System.out.println("i = " + i);       //gewünschte Ausgabe: i = 3.1
System.out.println("j = " + j);      //gewünschte Ausgabe: j = 4

Alle meine Ideen sind sehr umständlich, vielleicht hat jemand eine bessere?  :wink: 

Liebe Grüße,
Julia


----------



## ms (15. Feb 2008)

julchen81 hat gesagt.:
			
		

> Alle meine Ideen sind sehr umständlich, vielleicht hat jemand eine bessere?  :wink:


Welche Ideen?

ms


----------



## Verjigorm (15. Feb 2008)

System.out.println("j = " + (int) j);


----------



## julchen81 (15. Feb 2008)

Z.B. den Double-Wert in 2 Teile zu zerlegen (Vorkommastellen und Nachkommastellen), dann den Nachkommateil überprüfen (ob = "0") und falls true, dann meine Double-Variable auf int casten.

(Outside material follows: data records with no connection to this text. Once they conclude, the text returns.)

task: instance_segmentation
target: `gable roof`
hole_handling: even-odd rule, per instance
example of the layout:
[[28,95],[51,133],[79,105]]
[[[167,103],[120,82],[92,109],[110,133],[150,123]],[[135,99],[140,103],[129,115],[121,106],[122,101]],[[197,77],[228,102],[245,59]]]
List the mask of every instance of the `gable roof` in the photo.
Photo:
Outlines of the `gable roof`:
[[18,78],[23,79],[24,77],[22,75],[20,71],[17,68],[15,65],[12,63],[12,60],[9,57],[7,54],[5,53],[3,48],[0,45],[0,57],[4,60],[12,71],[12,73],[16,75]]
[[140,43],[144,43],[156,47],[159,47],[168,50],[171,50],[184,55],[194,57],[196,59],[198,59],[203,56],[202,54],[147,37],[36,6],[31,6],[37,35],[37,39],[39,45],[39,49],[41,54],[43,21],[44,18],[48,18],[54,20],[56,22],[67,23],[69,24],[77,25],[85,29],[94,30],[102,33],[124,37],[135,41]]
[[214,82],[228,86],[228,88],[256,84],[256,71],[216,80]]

Oder eine zweite Variable vom Typ double erstellen, mit der ersten gleichsetzen, die zweite dann auf int casten und von der ersten abziehen. Wenn das Ergebnis gleich 0 ist, dann weiß ich, dass die Endung .0 war und ich kann meine Variable auf int casten.

Praktisch und schnell ist was Anderes  :? 

Julia


----------



## julchen81 (15. Feb 2008)

@verjigorm

Es sollen nur die Werte ohne Kommastelle angezeigt werden, die auf .0 enden! Deine Lösung schneidet mir auf alle Fälle den Nachkommateil ab, und das darf nicht sein   


Viele Grüße,
Julia


----------



## Wolfgang Lenhard (15. Feb 2008)

Man wird wohl um eine Fallunterscheidung nicht herumkommen. Wie wäre es mit:


```
double number = ....;

DecimalFormat df1 = new DecimalFormat("0.0");
DecimalFormat df0 = new DecimalFormat("0");

.
.
.

if(number%1.0d==0.0d)
     System.out.println(df0.format(number));
else
     System.out.println(df1.format(number));
```

Ciao


----------



## ARadauer (15. Feb 2008)

```
DecimalFormat decimalFormat = new DecimalFormat("0.########");
		
		double i = 3.1d; 
		double j = 4.0d; 
		 
		System.out.println(i);
		System.out.println(j);
		 
		System.out.println(decimalFormat.format(i));
		System.out.println(decimalFormat.format(j));
```
wobei hier jetzt das länderspecifische decimal trennzeichen ausgegeben wird also ein , - is das ein problem?


----------



## ARadauer (15. Feb 2008)

jaja genau:


```
DecimalFormat decimalFormat = new DecimalFormat("0.########", DecimalFormatSymbols.getInstance(Locale.ENGLISH));

		double i = 3.1d; 
		double j = 4.0d; 

		System.out.println(i);
		System.out.println(j);

		System.out.println("mit formater");
		System.out.println(decimalFormat.format(i));
		System.out.println(decimalFormat.format(j));
```

jetzt mit .


----------



## Verjigorm (15. Feb 2008)

julchen81 hat gesagt.:
			
		

> @verjigorm
> 
> Es sollen nur die Werte ohne Kommastelle angezeigt werden, die auf .0 enden! Deine Lösung schneidet mir auf alle Fälle den Nachkommateil ab, und das darf nicht sein
> 
> ...



oh, nicht genau durchgelesen 

System.out.println(new Double(j).toString().replaceAll(".0", ""));
so ginge es auch, wenn du NUR auf die richtige AUSGABE scharf bist


----------



## julchen81 (15. Feb 2008)

toll !!!!

Vielen Dank für diese Tipps!      

Ob ich nun 
System.out.println(new Double(j).toString().replaceAll(".0", "")); 
von Verjigorm oder die Möglichkeit mit dem DecimalFormat von ARadauer verwende, entscheide ich nach Rücksprache mit meinem Auftraggeber.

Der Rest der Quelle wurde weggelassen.